直接的反応集積化によるバイメタリックアレーン類の合成 ポリブロモアレーン類の連続的ハロゲン―リチウム交換反応を利用し、従来法では合成不可能な二種類の金属置換基を有する芳香族化合物(バイメタリックアレーン類)の合成を達成しました(合計反応時間30秒)。本手法によりバイメタリックアレーン類の合成が可能となり、新規な金属選択的クロスカップリング反応開発にも進展しています(J. Am. Chem. Soc. 2020, 142, 17039.)。
収束的反応集積化によるベンザインと有機リチウム試薬のカップリング反応 フローシステムの活用により、異なる空間で複数の短寿命活性種を同時に発生させる反応戦略が実現できます。例えば、異なる温度・時間条件で2-ブロモフェニルリチウムと他のアリールリチウムを発生させ、活性種同士の混合による収束的反応集積を行うと、ベンザインとアリールリチウム種とのカルボリチオ化によりビフェニル型リチウム種への変換が可能であることを見出しました。生じたビフェニル型リチウム種にフロー中で求電子剤を作用させることにより、わずか3.8秒での農薬boscalidの前駆体合成が達成できました。本反応プロセスは、遷移金属触媒を使用しない新規な三成分カップリング反応であり、従来のフラスコ化学の枠を超えた反応開発の展開として、収束的反応集積の有効性を実証しています。(J. Am. Chem. Soc. 2014, 136, 12245.)。
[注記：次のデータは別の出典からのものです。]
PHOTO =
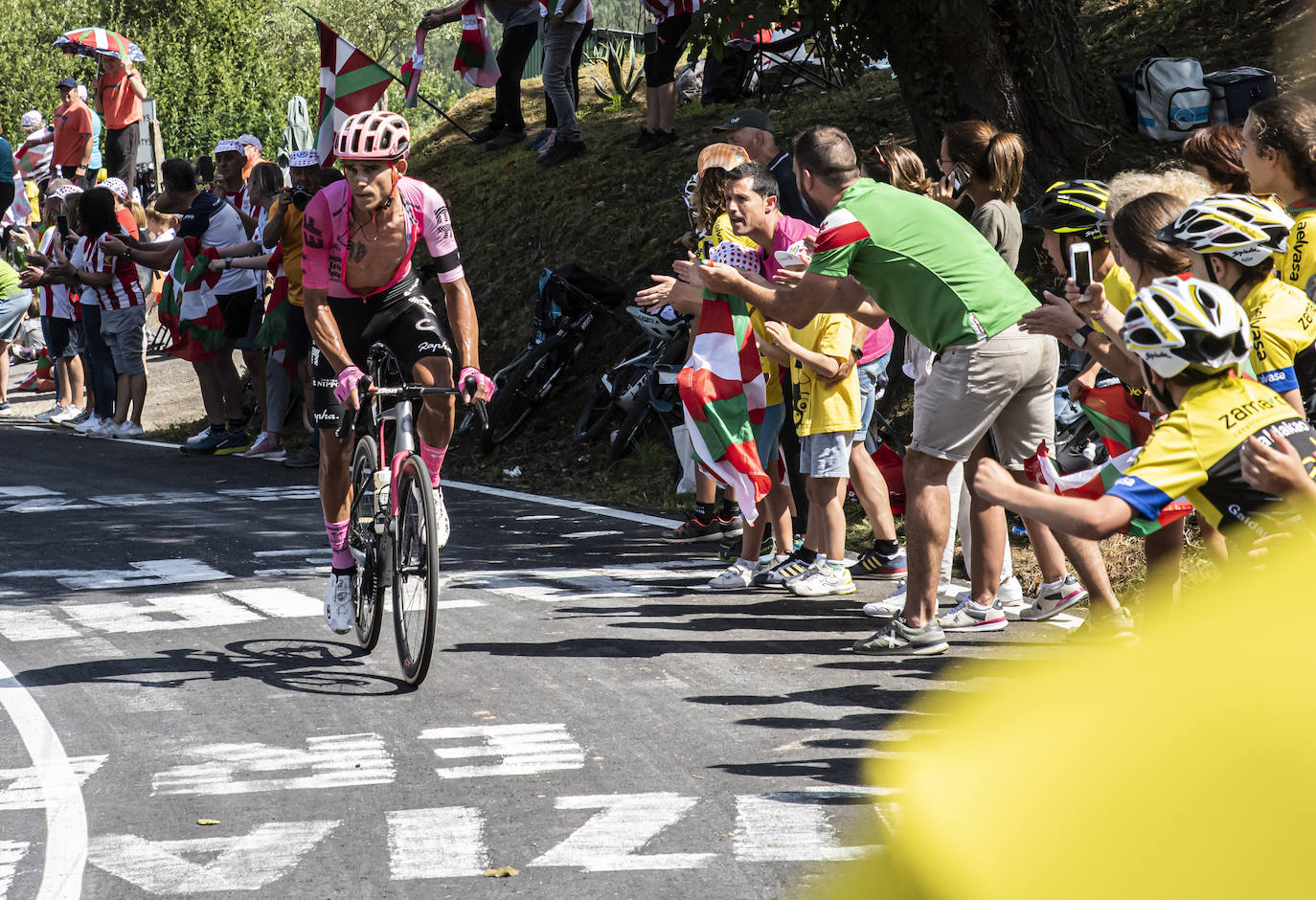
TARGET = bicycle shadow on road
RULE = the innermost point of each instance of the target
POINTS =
(303, 666)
合成研究においては、種々の検討において化学者の勘や経験により実験条件が決定されています。私たちは、反応の探索や、見出した反応の最適化研究において、機械学習を活用することでこれらの条件探索の高速化 を目的とした研究を行っています。
最近の研究結果
フロー電解反応の高速な最適化 フロー型の有機電解装置であるPEM(Proton-Exchange Membrane)リアクタープロセスを用いた水添反応においては、複数パラメータ(反応温度、反応時間、基質濃度)の最適化をする必要があります。私たちはこれら3種類のパラメータにおいて、ベイズ最適化を活用することで、わずか4条件の反応を行うだけで最適な反応条件を見出しました(Front. Chem. Eng. 2022, 3, 819752.)。